To get some new insights into metalloproteins, we performed the primary sequence comparison, secondary structure prediction, and SCOP structure classification for copper-chelating proteins, iron-chelating proteins, and general proteins. Based on DCCP_3D, we selected 390 copper-containing proteins to do the analyses. Some proteins have more than one chain, so the total sequence number is 574. To compare with ion-containing proteins, the same amount of sequences without redundancy (two proteins holding the same function, coming from the same species and with the sequence similarity higher than 99% are considered to be redundancy) was selected from DICP_3D (Some data are redundant in DICP_3D. For instance, the proteins that contain heme as cofactor hold nearly one third of all proteins). Furthermore, the same amount of general proteins was selected from PDB, which contained no metals, as a control to compare with copper- and iron-chelating proteins. The data in DCCP_1D and DICP_1D were excluded because of the deficiency of some necessary information.
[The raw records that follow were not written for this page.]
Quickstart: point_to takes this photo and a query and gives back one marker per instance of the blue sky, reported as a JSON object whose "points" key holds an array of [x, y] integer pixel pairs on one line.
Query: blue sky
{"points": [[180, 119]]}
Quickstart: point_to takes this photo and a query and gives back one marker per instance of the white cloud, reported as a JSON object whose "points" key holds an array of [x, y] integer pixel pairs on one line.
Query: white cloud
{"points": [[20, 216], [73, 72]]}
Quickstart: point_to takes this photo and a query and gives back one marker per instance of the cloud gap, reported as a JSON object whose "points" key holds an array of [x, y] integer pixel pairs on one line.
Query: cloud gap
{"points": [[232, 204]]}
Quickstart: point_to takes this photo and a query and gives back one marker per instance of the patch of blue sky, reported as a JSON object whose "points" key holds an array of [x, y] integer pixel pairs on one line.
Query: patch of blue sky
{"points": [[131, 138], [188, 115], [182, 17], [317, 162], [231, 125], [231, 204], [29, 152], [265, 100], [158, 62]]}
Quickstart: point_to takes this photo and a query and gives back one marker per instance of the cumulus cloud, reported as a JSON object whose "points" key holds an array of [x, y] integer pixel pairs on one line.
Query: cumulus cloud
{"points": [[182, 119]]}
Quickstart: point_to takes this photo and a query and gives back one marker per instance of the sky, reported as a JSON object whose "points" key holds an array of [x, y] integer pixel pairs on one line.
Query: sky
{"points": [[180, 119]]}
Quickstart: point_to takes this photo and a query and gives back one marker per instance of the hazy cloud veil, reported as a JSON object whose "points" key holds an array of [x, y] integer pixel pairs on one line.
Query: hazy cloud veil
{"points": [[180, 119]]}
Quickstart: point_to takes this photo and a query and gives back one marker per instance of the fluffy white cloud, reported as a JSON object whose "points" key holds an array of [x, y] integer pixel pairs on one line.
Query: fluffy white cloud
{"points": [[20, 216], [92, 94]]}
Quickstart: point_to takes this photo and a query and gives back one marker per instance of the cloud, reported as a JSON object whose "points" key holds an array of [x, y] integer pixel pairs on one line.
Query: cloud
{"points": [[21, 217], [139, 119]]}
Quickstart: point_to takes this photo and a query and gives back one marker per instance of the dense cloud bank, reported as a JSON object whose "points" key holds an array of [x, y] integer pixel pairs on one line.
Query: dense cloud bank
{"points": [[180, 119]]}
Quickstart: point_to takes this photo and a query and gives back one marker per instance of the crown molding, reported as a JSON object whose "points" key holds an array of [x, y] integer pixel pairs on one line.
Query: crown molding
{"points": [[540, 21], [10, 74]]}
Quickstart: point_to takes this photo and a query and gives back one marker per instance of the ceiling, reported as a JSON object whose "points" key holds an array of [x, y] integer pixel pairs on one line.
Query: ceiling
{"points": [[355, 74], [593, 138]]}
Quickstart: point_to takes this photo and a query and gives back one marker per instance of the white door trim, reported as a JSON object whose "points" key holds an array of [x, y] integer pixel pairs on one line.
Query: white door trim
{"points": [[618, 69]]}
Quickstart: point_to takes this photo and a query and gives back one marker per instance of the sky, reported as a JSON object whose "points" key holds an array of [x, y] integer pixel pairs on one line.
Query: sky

Primary sequence comparison

As is well known, proteins are very complicated biomolecules, in which twenty amino acids can be arranged in different orders. Even if a little difference in the sequence can cause an obvious change of the protein’s function. So we firstly compared the amino acid compositions of copper-chelating proteins, iron-chelating proteins, and the same amount of general proteins. The twenty amino acids are classified into three groups, charged, polar no-charged, and non-polar, respectively. Figure 1 illustrates the average proportion of each amino acid of the three kinds of proteins. Independent-samples T test (P<0.001) was preformed to compare the amino acid content of copper- or iron-chelating proteins and general proteins, respectively (data not shown). The results show that the average contents of His, Arg, Thr, Gly, Leu, Val, Phe, Pro, and Met in copper-chelating proteins are significantly different from those of general proteins, suggesting that some of which may play important roles in copper-chelating proteins. In fact, His, Gly, and Met are the most important Cu(II)-binding amino acid residues (. Furthermore, it is interesting to note that the content of Gly is the highest in copper-chelating proteins, which is prone to form β-sheet (. For iron-chelating proteins, the average contents of Arg, Ser, Thr, Ala, Ile, Val, Trp, and Phe are significantly different from those of general proteins, indicating that the preference of amino acids in iron proteins is different from that in copper proteins and general proteins. While for the charged (H, D, K, R, E), polar no-charged (S, T, N, Q, Y, C, G), and non-polar (A, L, I, V, W, F, P, M) amino acid residues, the three kinds of proteins have similar content (Table 1), which is confirmed by the independent-samples T test (P<0.001).

Fig. 1

Plot for the twenty amino acid contents of proteins in DCCP_3D, DICP_3D, and the same amount of general proteins selected from PDB. The gray columns indicate copper-chelating proteins, black columns indicate iron-chelating proteins, and white columns indicate general proteins. Independent-samples T test (P<0.001) shows that the average contents of His, Arg, Thr, Gly, Leu, Val, Phe, Pro, and Met in copper-chelating proteins are significantly different from those of general proteins, and the contents of Arg, Ser, Thr, Ala, Ile, Val, Trp, and Phe in iron-chelating proteins are different from those of general proteins.

Table 1

Contents of Three Amino Acid Groups

Group	Charged (%)	Polar no-charged (%)	Non-polar (%)
Copper-chelating proteins	23.8	32.8	43.2
Iron-chelating proteins	24.0	31.0	42.4
General proteins	25.2	32.5	42.1

Charged: H, D, K, R, E; Polar no-charged: S, T, N, Q, Y, C, G; Non-polar: A, L, I, V, W, F, P, M.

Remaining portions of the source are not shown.